Testen Sie eine vorgeschlagene Struktur an einigen echten Karten, bevor Sie sie ausweiten. Am Ende sollte ein Modell stehen, das sich in einem wirklichen Schreibworkflow bewährt hat, nicht ein ausgefeiltes System, das Pflege verlangt, bevor es Nutzen bringt.

Lassen Sie die Figurenkarte mit den Anforderungen der Story wachsen

Kehren wir zum Figurenfragebogen vom Anfang zurück. Ein schlankerer Weg beginnt vielleicht mit der integrierten Figurenvorlage, dem aktuellen Ziel der Hauptfigur und ihrer öffentlichen Identität. Die Autorin legt das Rathaus als Ort und eine öffentliche Anhörung als Ereignis an. Während der Anhörung lügt die Hauptfigur. Nun zeigt sich, dass die Frage „Wer kennt dieses Geheimnis seit wann?“ viele spätere Kapitel beeinflussen wird.

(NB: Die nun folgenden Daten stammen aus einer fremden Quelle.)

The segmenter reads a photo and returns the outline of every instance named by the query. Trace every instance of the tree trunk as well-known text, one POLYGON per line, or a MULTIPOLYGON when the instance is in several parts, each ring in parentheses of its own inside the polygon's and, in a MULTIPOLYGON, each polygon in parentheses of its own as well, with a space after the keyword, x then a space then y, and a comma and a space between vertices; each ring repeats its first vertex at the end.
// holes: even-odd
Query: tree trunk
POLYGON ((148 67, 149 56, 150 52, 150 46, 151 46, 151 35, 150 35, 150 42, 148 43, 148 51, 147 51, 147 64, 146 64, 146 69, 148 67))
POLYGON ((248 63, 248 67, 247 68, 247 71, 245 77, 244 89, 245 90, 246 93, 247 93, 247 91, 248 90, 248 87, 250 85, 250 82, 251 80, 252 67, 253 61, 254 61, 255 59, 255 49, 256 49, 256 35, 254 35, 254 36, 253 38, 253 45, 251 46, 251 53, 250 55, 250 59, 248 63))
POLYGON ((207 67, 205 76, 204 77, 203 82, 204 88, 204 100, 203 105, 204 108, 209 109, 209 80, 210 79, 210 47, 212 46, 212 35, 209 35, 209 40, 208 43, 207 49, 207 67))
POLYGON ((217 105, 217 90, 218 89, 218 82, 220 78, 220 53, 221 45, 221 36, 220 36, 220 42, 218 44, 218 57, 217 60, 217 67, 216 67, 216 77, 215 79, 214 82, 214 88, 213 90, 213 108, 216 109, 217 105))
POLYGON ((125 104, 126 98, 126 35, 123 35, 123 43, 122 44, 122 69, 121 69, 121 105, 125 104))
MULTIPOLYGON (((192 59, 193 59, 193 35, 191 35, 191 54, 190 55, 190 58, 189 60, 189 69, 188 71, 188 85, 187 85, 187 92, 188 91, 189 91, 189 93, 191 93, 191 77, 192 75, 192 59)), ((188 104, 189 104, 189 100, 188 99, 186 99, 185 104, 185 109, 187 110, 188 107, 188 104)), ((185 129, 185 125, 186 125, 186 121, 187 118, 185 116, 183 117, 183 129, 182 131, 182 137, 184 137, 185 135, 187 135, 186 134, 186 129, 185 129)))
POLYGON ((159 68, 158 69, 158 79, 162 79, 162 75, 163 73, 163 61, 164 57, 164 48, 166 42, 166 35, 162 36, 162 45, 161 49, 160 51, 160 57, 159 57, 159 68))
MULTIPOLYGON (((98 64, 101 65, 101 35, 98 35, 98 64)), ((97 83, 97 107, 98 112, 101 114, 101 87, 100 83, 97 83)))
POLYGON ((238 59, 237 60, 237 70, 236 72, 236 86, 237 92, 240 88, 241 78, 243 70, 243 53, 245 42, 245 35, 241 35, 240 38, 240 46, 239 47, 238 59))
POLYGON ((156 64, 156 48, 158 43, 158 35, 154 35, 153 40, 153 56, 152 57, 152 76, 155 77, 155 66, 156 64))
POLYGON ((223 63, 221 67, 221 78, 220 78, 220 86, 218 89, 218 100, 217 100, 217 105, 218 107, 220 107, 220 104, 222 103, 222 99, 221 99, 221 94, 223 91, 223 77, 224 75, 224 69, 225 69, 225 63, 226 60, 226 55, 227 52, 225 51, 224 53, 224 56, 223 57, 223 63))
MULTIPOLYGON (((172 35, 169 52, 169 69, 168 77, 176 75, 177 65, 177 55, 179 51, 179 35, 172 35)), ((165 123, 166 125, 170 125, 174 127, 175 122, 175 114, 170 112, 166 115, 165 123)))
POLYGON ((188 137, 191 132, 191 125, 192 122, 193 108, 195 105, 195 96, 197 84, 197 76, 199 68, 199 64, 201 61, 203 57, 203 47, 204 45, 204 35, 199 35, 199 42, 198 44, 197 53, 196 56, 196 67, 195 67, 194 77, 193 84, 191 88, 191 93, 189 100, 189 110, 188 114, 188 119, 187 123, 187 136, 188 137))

Zunächst genügt es, die Information im Karteninhalt festzuhalten. Wächst der Kreis der Wissenden, zeigt sich, dass ein Vergleich zwischen den Figuren nötig ist. Eine kleine Eigenschaft oder Beziehung für den „Wissensstand“ lässt sich an einigen Karten testen: Kann Spreadsheet die Wissenden filtern, zeigt Relationship graph die beabsichtigten Verbindungen, und hilft eine Zeitansicht dabei, den Offenlegungszeitpunkt zu prüfen?

Das Modell wächst aus der Story heraus, statt ihr vorzugreifen. Die Hauptfigur bleibt aufgrund ihrer Entscheidung bei der Anhörung lebendig; die Struktur verhindert lediglich, dass Kapitel zwölf das Geheimnis einer Person zuschreibt, die nie davon erfahren hat.

Stellen Sie drei Fragen, bevor Sie eine eigene Struktur erstellen: Wiederholt sich die Information? Muss sie abgefragt werden? Hat sie eine stabile Bedeutung? Lauten alle drei Antworten „ja“, kann sie in das Modell gehören. Trifft nur eine Bedingung zu, lassen Sie die Information vorerst in der Prosa.

Der Leitfaden zum Vorlagenbereich erläutert die öffentlichen Vorlagentypen, und Eigenes Project-Modell dokumentiert Plan- und Umstellungsgrenzen. Wenn die schwierigere Frage darin besteht, wie die Datensätze geprüft werden, fahren Sie mit Warum eine Story elf Ansichten benötigen kann fort. Oder kehren Sie zum Leitfaden für lange Texte zurück, um einen anderen Weg zu wählen.

Eine nützliche Vorlage tritt in den Vordergrund, wenn sie gebraucht wird, und zurück, wenn nicht. Was bleibt, sind Fakten, auf die sich Autorinnen und Autoren verlassen können – keine Musterlösung, der die Story folgen muss.